What is the team composition? 

In the early days of our partnership, we worked closely with FRSecure’s CEO and founder, Evan Francen. As the company grew and Evan took on more responsibilities, we began working with our own security advisor and project manager from their team. We also work with a variety of additional people from their team depending on the project. Currently, we’re working closely with about five people from their team.

How did you come to work with FRSecure?

One of the sales reps cold-called us to offer their services. After doing a bit of research on them and meeting with Evan, we decided to move forward with them.

What is the status of this engagement?

We began working with them in 2012. Currently, we work with them on a monthly retainer basis.

What evidence can you share that demonstrates the impact of the engagement?

Thanks to FRSecure’s PCI audits and recommendations, we’ve earned a level one PCI certification, which is the highest level you can achieve. 

The higher level of security we’ve achieved with their guidance has allowed our business to grow immensely.

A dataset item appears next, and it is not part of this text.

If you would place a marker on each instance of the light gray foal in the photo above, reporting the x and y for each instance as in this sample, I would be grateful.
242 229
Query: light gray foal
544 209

Clients trust us with their sensitive data and that wouldn’t be possible without FRSecure’s services.

How did FRSecure perform from a project management standpoint?

We’re very happy with their performance. They remain available to us whenever we want to communicate, whether it’s about current projects or any security incident we have to respond to. We primarily use email and phone to communicate with them.

What did you find most impressive about them?

They’re extremely personable. I know their staff on a first-name basis. Despite them being a growing business, I still feel like I’m working with smaller, personalized security consultants. I never feel like I’m bothering or burdening them when I reach out. They’re always available and willing to help.

Are there any areas they could improve?

This isn’t an area for improvement, but I would suggest that they make sure to maintain the small, personalized feeling of their firm despite its growing clientele. I think it’s what distinguishes them.